Détectives des océans
Fédérer les spécialistes des éléments chimiques "en traces" pour mieux connaître les océans : tel est l’objet du programme GEOTRACES, dans lequel Toulouse joue un rôle majeur.
Par Jean-François Haït, journaliste scientifique.
Ils sont présents à des concentrations infinitésimales dans les océans. Pourtant, les "éléments traces" ont une importance fondamentale. Les micro-organismes marins (phytoplancton), à la base des écosystèmes et de la chaîne alimentaire, ont en effet besoin de fer, cobalt, cuivre, zinc… pour être capables d’absorber le carbone et l’azote qui les constituent. D’autres éléments, au contraire, sont toxiques : plomb ou mercure, dégagés notamment par les activités humaines. D’autres encore (thorium, actinium...) sont des témoins précieux de cycles lents : ils permettent de chronométrer la vitesse de chute des sédiments vers le fond des océans ou la circulation des masses d’eau. Étudier ces éléments implique de recueillir et d’analyser avec une précision extrême des échantillons d’eau sur toutes les mers du globe.
« La recherche dans les océans se fait sur de grandes échelles d’espace et de temps : il est donc nécessaire de collaborer au plan international »
explique Catherine Jeandel, océanographe et géochimiste au Laboratoire d’études en géophysique et océanographie spatiales (LEGOS).
La recherche dans les océans se fait sur de grandes échelles d'espace et de temps
De ses discussions au début des années 2000 avec ses collègues, dont l’Américain Bob Anderson, de l’Université Columbia, naît le projet GEOTRACES, destiné à fédérer les spécialistes du domaine.

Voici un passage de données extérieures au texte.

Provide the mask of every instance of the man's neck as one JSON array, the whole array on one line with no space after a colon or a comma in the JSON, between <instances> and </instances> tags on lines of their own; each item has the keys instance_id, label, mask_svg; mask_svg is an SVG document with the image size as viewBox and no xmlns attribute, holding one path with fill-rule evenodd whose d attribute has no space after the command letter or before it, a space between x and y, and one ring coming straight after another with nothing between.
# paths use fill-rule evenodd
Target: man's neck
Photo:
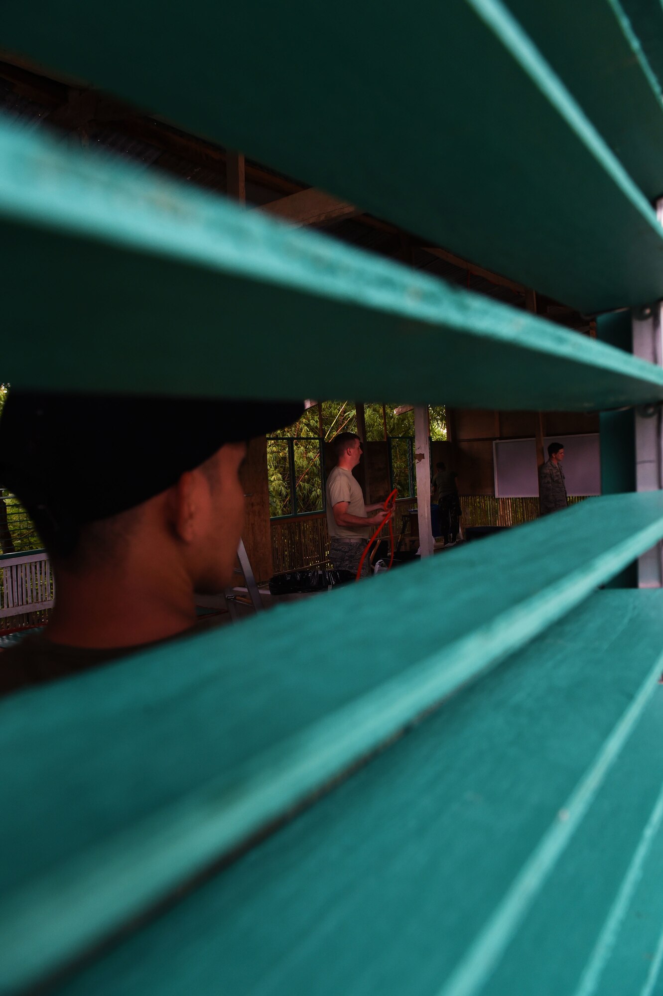
<instances>
[{"instance_id":1,"label":"man's neck","mask_svg":"<svg viewBox=\"0 0 663 996\"><path fill-rule=\"evenodd\" d=\"M56 570L56 608L46 634L55 643L97 649L174 636L195 623L196 612L189 579L175 569L169 581L164 587L151 565L102 567L76 576Z\"/></svg>"}]
</instances>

Le meeting fondateur se tient à Toulouse en 2003, les campagnes par zones (Atlantique, Pacifique, Océan Indien...) débutent en 2010.
« Aujourd’hui, 35 pays sont impliqués »
souligne Catherine Jeandel.
En France, 50 scientifiques collaborent à GEOTRACES, dont 15 à Toulouse, où se trouve le bureau international du projet.
Cette organisation permet notamment de coordonner des opérations d’inter-calibration régulières entre les membres, afin d’obtenir des données homogènes de haute qualité. « Nous faisons en même temps du capacity building : au début, seuls quatre laboratoires savaient doser le fer dans l’océan. Maintenant, il y en a une vingtaine, y compris en Inde et en Chine », souligne Maeve Lohan, de l’Université de Southampton (Royaume-Uni). Les données sont ensuite mises en accès ouvert. Elles ont déjà généré nombre de publications scientifiques, dont la démonstration que la source principale du fer océanique n’était pas, comme on le croyait, les poussières transportées par l’atmosphère, mais les sédiments qui se déposent le long des continents.
À ce jour, GEOTRACES totalise 93 campagnes en mer. L’année 2014 a vu la première publication de données et d’un atlas des éléments traces dans l’océan en 2D et 3D (profondeur). L’année 2017 verra la seconde mise à disposition des données du projet dont l’achèvement est prévu pour 2025. « L’Arctique est bouclé, l’Atlantique presque terminé, il reste encore un gros travail dans le Pacifique, et surtout le plus difficile : l’Antarctique, résume Catherine Jeandel. Plusieurs pays devront joindre leurs efforts pour y parvenir. »
Améliorer les modèles de climat
Les micro-organismes des océans constituent une pompe biologique pour le CO2 présent dans l’atmosphère. Comme ceux-ci ont besoin de fer (mais aussi cuivre, zinc, cobalt…) pour se développer, les modèles de distribution de ces éléments dans l’océan sont intégrés aux modèles de prévision climatique du GIEC. Problème : la fiabilité de ces modèles de distribution était jusqu’à présent mal connue. Les données GEOTRACES vont permettre de tester ces modèles, et donc d’améliorer les prévisions climatiques.
LEGOS : Laboratoire d’études en géophysique et océanographie spatiales – LEGOS – CNRS, IRD, Université Toulouse III – Paul Sabatier, CNES
GIEC : Groupe d’experts intergouvernemental sur l’évolution du climat, qui regroupe des milliers de scientifiques.